Additionally, he noted that the crop averaged 28.9 tons per acre with 17.23 percent sugar content. “This is above average,” said the ag manager, “and is being considered as an excellent year.” Therefore, the overall picture looks great, he indicated.
The plant employs 50 full-time workers and some 67 part-timers from the Big Horn Basin, many of whom are rehired year after year, during each year’s processing campaign. “We expect no major changes in our business operations next year,” Jobman said, either in harvesting or processing. And it does not appear that there is a need for any major alterations to the facility or the equipment used.
The plant runs with three shifts for a 24/7 operation to slice approximately 3,000 tons of beets daily.

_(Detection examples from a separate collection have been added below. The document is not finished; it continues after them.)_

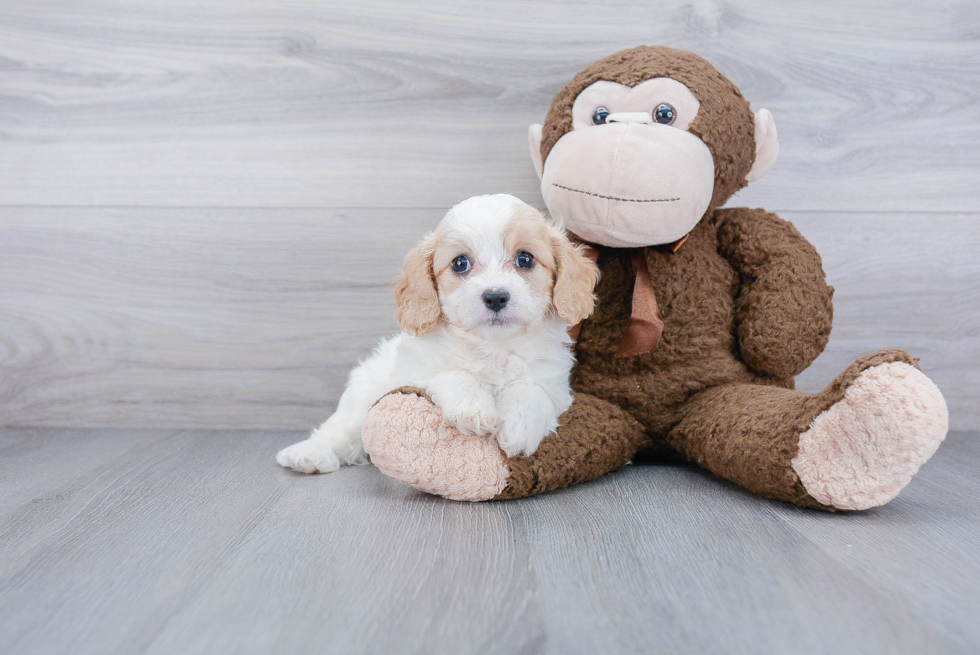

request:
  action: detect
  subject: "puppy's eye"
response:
[453,255,470,275]
[514,250,534,270]
[653,102,677,125]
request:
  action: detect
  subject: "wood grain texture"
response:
[0,0,980,212]
[0,208,980,429]
[0,430,980,655]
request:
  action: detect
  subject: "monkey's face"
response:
[532,78,715,248]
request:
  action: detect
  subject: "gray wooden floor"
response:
[0,429,980,655]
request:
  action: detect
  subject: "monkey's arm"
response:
[714,207,834,379]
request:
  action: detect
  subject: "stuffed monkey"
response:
[363,47,948,510]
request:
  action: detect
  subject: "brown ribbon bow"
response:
[569,235,687,359]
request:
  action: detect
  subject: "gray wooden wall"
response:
[0,0,980,429]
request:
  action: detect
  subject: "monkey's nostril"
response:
[483,289,510,312]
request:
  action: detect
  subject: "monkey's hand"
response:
[713,207,834,379]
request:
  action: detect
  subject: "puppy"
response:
[276,194,599,473]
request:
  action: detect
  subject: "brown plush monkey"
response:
[364,47,948,510]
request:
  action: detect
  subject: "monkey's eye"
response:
[453,255,470,275]
[653,102,677,125]
[514,250,534,270]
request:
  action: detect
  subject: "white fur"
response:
[276,195,574,473]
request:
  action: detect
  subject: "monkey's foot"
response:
[361,388,510,501]
[792,361,949,510]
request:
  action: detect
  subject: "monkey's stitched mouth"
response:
[551,182,680,202]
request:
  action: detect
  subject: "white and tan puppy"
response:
[276,194,599,473]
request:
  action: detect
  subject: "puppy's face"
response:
[395,195,598,339]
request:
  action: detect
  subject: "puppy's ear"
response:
[395,234,442,337]
[552,235,599,325]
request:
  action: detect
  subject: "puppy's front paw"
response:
[442,393,500,436]
[276,439,340,473]
[497,406,558,457]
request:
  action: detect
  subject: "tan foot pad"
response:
[362,392,510,501]
[792,362,949,510]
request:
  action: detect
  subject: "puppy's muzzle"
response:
[483,289,510,312]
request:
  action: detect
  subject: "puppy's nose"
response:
[483,289,510,312]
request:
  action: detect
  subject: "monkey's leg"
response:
[669,350,948,510]
[362,388,647,501]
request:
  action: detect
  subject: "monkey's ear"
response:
[745,109,779,182]
[527,123,544,180]
[395,234,442,337]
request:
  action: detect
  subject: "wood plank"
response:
[0,0,980,212]
[0,208,980,429]
[0,430,980,655]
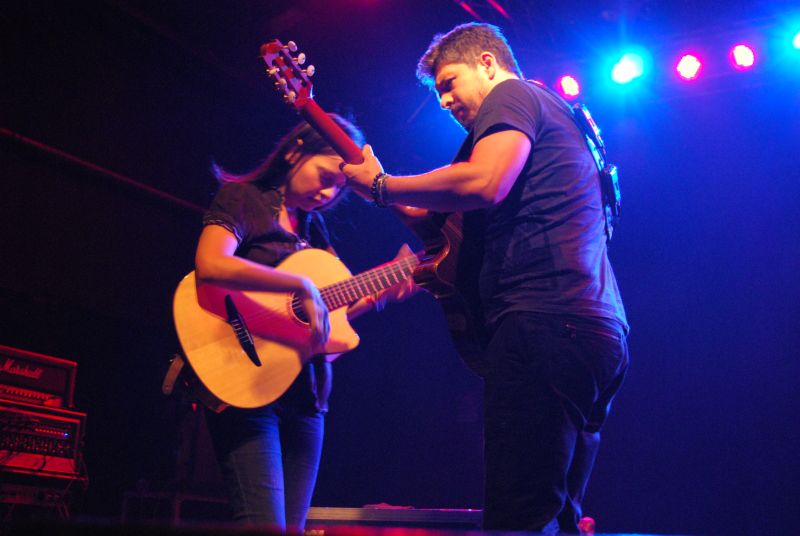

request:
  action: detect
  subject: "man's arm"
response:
[343,130,531,212]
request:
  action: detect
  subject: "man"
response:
[343,24,628,532]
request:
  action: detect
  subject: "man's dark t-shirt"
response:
[455,80,628,331]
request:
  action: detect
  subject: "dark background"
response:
[0,0,800,534]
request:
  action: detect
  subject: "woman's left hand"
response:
[373,244,422,311]
[339,144,383,201]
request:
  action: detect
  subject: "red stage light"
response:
[558,75,581,99]
[730,44,756,70]
[675,54,703,80]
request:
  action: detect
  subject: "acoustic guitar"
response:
[173,249,419,409]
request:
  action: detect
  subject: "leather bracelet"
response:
[370,171,389,208]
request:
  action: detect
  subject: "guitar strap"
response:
[528,80,622,240]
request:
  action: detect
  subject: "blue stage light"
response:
[557,75,581,99]
[611,52,644,84]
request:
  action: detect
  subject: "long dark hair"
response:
[211,114,364,188]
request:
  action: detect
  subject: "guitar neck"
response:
[297,98,364,164]
[320,255,419,311]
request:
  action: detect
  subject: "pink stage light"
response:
[675,54,703,80]
[730,45,756,71]
[558,75,581,99]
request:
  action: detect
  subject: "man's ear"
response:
[283,147,303,166]
[478,50,497,80]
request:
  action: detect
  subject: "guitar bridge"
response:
[225,294,261,367]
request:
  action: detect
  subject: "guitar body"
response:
[173,249,359,408]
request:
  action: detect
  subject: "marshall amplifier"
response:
[0,345,78,408]
[0,399,86,479]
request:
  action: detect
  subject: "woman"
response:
[195,114,411,531]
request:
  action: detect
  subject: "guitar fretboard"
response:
[292,255,419,319]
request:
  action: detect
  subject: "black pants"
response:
[484,312,628,533]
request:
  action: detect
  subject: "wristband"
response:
[370,171,389,208]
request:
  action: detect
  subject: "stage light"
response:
[730,45,756,71]
[611,52,644,84]
[675,54,703,80]
[557,75,581,99]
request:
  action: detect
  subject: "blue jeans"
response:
[484,312,629,533]
[207,400,325,532]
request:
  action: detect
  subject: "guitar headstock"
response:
[261,39,314,107]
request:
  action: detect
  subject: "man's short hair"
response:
[417,22,522,88]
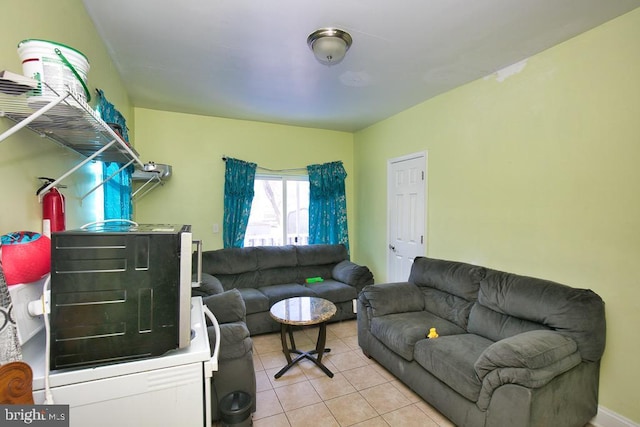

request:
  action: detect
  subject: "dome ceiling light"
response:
[307,28,353,66]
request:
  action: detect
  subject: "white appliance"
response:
[22,297,219,427]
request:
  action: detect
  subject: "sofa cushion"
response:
[474,331,581,411]
[478,270,606,361]
[420,286,474,329]
[306,280,358,303]
[202,289,247,323]
[467,303,549,341]
[252,267,302,288]
[331,260,373,285]
[409,257,486,301]
[258,283,316,311]
[238,288,271,314]
[295,245,349,265]
[252,246,297,270]
[207,322,253,360]
[371,310,464,362]
[414,334,493,402]
[474,331,578,379]
[191,273,224,297]
[202,248,258,276]
[362,282,424,317]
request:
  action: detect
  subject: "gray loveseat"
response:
[192,288,256,421]
[358,257,606,427]
[194,245,373,335]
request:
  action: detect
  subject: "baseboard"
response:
[590,405,640,427]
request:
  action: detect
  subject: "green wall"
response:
[135,108,357,254]
[355,9,640,422]
[0,0,134,234]
[0,0,640,422]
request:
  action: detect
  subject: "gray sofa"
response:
[192,289,256,421]
[194,245,373,335]
[358,257,606,427]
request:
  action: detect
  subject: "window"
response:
[244,175,309,246]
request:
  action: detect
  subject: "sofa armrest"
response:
[473,330,582,410]
[360,282,424,317]
[191,273,224,297]
[202,289,247,324]
[331,260,373,293]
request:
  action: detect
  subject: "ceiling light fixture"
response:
[307,28,353,66]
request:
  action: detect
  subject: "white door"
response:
[387,152,427,282]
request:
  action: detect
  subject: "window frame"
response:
[244,173,309,247]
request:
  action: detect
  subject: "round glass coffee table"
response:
[269,297,336,378]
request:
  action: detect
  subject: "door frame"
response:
[385,150,429,282]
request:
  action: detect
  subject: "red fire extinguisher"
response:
[36,177,65,238]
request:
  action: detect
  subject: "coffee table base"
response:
[274,322,333,379]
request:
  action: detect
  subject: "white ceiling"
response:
[83,0,640,131]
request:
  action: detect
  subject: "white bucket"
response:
[18,39,91,102]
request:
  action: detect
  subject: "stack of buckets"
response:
[18,39,91,102]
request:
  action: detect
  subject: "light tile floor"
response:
[215,320,593,427]
[244,320,453,427]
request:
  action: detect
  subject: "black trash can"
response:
[220,391,253,427]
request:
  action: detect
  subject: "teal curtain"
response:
[307,161,349,251]
[96,89,133,220]
[222,157,257,248]
[102,162,133,220]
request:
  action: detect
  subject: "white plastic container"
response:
[18,39,91,102]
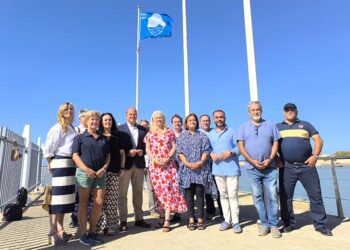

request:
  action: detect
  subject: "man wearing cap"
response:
[277,103,333,236]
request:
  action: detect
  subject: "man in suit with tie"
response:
[118,108,151,232]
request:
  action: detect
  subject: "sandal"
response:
[104,227,116,236]
[155,217,165,228]
[163,220,170,233]
[187,222,196,231]
[197,222,205,230]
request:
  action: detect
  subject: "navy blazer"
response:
[118,123,147,169]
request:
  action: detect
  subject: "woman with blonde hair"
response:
[144,111,187,232]
[43,102,77,245]
[72,110,110,246]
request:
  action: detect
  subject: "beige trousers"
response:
[118,166,144,222]
[215,176,239,224]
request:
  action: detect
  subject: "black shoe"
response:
[68,220,79,228]
[170,213,181,222]
[315,227,333,236]
[119,221,128,232]
[135,220,151,228]
[283,225,295,233]
[205,213,215,220]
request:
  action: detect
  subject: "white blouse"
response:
[43,123,77,158]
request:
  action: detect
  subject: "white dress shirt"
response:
[43,123,77,158]
[127,122,139,147]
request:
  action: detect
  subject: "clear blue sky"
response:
[0,0,350,153]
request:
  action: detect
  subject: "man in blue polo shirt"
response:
[237,101,281,238]
[277,103,333,236]
[207,110,242,233]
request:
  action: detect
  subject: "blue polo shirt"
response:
[207,127,241,176]
[277,119,318,162]
[72,131,109,171]
[237,120,281,169]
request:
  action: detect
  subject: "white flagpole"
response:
[135,5,140,112]
[243,0,259,101]
[182,0,190,116]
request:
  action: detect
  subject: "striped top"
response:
[277,119,318,162]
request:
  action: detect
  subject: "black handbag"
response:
[17,187,28,207]
[2,203,23,222]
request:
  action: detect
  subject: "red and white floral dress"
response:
[144,128,187,213]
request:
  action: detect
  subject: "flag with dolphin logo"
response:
[140,12,173,40]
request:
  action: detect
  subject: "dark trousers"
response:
[185,183,204,218]
[279,162,327,229]
[205,176,223,217]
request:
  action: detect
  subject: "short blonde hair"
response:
[84,110,100,126]
[248,101,262,111]
[57,102,74,133]
[78,109,88,119]
[150,110,168,132]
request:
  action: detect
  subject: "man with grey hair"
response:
[237,101,281,238]
[118,108,151,232]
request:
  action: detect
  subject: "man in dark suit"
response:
[118,108,151,232]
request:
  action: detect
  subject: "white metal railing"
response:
[0,125,42,210]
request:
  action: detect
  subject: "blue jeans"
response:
[247,168,278,227]
[280,162,327,229]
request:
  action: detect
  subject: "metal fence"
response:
[0,126,42,210]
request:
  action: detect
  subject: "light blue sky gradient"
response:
[0,0,350,153]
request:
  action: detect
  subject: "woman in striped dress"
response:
[44,102,77,245]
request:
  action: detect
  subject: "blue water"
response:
[42,166,350,217]
[239,166,350,217]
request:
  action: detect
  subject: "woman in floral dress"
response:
[144,111,187,232]
[176,114,217,230]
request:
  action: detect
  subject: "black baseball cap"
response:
[283,102,297,111]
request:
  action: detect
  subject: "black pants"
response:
[185,183,204,218]
[279,162,327,229]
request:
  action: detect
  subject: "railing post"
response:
[19,124,32,189]
[331,157,344,218]
[35,137,41,191]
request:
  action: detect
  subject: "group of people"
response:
[44,101,332,245]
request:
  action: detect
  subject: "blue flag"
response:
[140,12,173,40]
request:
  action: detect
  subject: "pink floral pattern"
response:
[144,128,187,213]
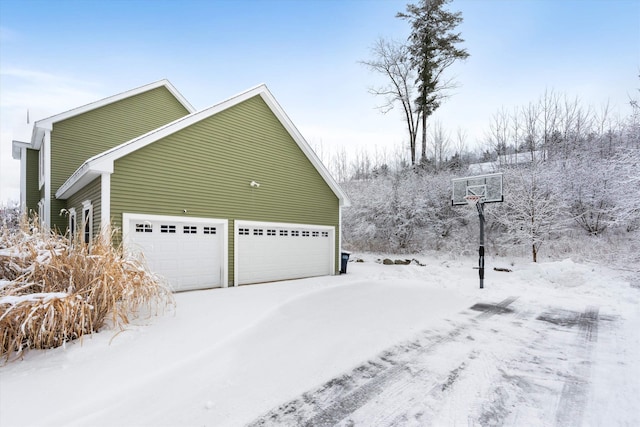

The crop comes from at least 18,000 acres of sugar beets grown by farmers in areas including Lovell, Cowley, Byron, Powell, Otto, Cody and Burlington.
Bentonite Performance Minerals LLC (BPM)
“We had a great year in 2011,” stated Alan Snyder, Lovell plant manager. “We had no recordable or lost time incidents in 2011,” he said, explaining that, “BPM received the Wyoming governor’s safety award for 2011, Industrial Minerals Association-North America (IMA-NA) national safety award, state mine inspector’s safety award and Mine Safety & Health Administration (MSHA) sentinels of safety award.
“Production levels were set very high in 2011,” he continued. “We had the second best year since the plant reopened in 1994.” Snyder also said that there currently are 79 employees, and that during 2011, “There were no major changes.”
Regarding the outlook for the new year, the manager commented, “Expectations have been set very high for 2012, which I am very confident that the plant will exceed.”
(Editor’s Note: Wyo-Ben Inc. and Georgia-Pacific Gypsum Corp. each were telephoned several times to be included in the preceding review, but did not respond.)